Saturday, June 17, 2006

More D&D eBooks on the way

As reported here on GamingReport.com (it got a mention on Slashdot, too), DriveThruRPG.com has announced that Wizards of the Coast is going forward with a scheme that will eventually see almost all of the D&D library available in eBook form.

There are several interesting ramifications of a decision like this. The first thing that pops to mind for most folks is one word: ...

Piracy. It's one of the more controversial aspects of the plan to a lot of people, and doubtless part of the argument that was going on behind closed doors at WoTC. The new D&D eBooks will feature some of the same watermarking and protection technology used with the current batch of official D&D PDFs. Of course, anyone who has ever poked their head the least bit into the wild and wonderful world of file sharing knows that all of the titles that DriveThruRPG is going to be adding to its offerings are already available on the Internet through BitTorrent sites and other P2P sharing systems.

That gives consumers an interesting choice. Players and DMs who want to support WoTC's eBook scheme can now pay the same price as buying a hard copy of their books for a PDF that has fewer features than the PDF that they could get for free off of their favorite file sharing service. It's hard to say who is going to bight; while I'm sure that there are a lot of folks who would like to have electronic copies of their books in addition to their hardbacks, I doubt many of those folks want to pony up the full price of a book for the privilege. Meanwhile, the size of the market for electronic-only books seems to vary according to who you ask; some gamers are ready to go laptop-only starting yesterday, while others are pointing at their laden bookshelves and screaming "from my cold dead hands!".

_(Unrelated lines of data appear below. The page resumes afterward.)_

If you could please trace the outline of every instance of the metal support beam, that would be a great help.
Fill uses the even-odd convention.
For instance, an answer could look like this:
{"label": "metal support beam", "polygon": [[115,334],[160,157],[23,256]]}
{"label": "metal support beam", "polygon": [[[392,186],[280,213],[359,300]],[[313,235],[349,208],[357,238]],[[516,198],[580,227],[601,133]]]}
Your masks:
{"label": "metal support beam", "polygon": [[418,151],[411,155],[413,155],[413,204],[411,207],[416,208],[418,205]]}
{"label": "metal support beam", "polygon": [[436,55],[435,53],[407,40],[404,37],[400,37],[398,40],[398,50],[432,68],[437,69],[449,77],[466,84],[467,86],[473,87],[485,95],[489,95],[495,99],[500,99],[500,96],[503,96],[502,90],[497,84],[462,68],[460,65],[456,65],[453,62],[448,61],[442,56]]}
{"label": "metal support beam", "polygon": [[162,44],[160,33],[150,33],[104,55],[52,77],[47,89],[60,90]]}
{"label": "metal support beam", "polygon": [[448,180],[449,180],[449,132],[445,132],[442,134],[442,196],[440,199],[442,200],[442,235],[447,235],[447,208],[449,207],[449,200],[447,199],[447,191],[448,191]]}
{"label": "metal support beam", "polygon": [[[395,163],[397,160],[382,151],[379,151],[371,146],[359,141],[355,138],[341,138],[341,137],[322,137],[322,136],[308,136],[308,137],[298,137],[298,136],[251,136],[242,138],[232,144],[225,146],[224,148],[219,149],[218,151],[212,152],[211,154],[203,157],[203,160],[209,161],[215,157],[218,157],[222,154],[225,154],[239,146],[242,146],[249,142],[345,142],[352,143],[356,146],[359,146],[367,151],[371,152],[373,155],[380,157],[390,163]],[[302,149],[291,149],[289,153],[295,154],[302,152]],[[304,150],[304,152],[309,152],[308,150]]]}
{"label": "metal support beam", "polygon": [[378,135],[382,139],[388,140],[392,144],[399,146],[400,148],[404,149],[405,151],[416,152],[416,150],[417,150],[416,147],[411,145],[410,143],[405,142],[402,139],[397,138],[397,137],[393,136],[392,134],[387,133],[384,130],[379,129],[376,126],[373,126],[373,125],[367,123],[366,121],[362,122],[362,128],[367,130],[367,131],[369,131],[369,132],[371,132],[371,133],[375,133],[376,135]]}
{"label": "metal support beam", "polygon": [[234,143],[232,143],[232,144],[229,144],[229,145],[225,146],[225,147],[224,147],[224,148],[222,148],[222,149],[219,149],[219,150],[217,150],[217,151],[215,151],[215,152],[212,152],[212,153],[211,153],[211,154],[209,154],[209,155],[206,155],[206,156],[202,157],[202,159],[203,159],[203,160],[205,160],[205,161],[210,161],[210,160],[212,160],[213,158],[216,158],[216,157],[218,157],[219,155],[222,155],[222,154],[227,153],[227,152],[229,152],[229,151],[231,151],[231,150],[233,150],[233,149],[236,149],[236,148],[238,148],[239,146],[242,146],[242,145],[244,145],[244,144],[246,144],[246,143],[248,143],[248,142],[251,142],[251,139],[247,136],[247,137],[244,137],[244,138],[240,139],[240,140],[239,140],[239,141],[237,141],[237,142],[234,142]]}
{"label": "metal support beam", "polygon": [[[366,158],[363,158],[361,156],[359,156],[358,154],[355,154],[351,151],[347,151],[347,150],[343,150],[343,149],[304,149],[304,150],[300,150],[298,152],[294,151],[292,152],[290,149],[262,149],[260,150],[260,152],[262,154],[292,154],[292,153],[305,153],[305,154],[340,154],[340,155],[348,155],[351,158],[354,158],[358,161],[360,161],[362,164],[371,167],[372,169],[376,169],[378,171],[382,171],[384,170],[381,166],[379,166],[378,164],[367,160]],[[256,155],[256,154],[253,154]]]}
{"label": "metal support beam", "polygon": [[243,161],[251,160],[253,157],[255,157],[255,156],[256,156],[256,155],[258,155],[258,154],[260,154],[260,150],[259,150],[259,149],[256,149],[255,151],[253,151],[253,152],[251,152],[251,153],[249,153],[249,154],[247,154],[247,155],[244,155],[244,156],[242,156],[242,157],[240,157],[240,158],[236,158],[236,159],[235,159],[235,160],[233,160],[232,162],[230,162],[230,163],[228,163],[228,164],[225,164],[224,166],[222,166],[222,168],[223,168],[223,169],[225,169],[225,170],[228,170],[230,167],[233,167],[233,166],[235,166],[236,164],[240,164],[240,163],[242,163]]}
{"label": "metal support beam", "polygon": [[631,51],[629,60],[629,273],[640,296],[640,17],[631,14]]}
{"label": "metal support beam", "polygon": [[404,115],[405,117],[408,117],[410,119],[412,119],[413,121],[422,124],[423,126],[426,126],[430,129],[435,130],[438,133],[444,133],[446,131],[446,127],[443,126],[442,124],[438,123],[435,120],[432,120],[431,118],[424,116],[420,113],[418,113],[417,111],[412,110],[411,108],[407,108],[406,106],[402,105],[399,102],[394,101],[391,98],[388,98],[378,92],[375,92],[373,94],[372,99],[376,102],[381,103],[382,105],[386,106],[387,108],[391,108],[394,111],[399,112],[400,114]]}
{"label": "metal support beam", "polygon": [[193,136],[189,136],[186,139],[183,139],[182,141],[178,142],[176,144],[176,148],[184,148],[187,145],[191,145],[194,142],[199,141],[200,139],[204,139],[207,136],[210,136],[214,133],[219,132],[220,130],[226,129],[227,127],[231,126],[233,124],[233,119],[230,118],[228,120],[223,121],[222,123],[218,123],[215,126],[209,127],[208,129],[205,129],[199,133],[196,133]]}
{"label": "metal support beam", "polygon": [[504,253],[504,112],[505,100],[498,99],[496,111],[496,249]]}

Mixed into all of this is more bad news for the small hobbyist shops of the world. Rest assured, retailers don't like it when their "partners" in the publishing biz decide to cut them out of the equation. WoTC's eBook publishing scheme- which can no longer really be called an experiment- means that the nickel-and-dime counting division at WoTC has decided that the potential gains from online-only eBook sales more than offset the consequences of the bruised relationship with retailers. Wizards has the small hobbyist shop market in the worst possible position: D&D & D20 are much too big for any sane RPG retailer to ignore and kick out of the shop, meaning that retailers have little means at their disposal to show WoTC that they don't like being cut out of the equation.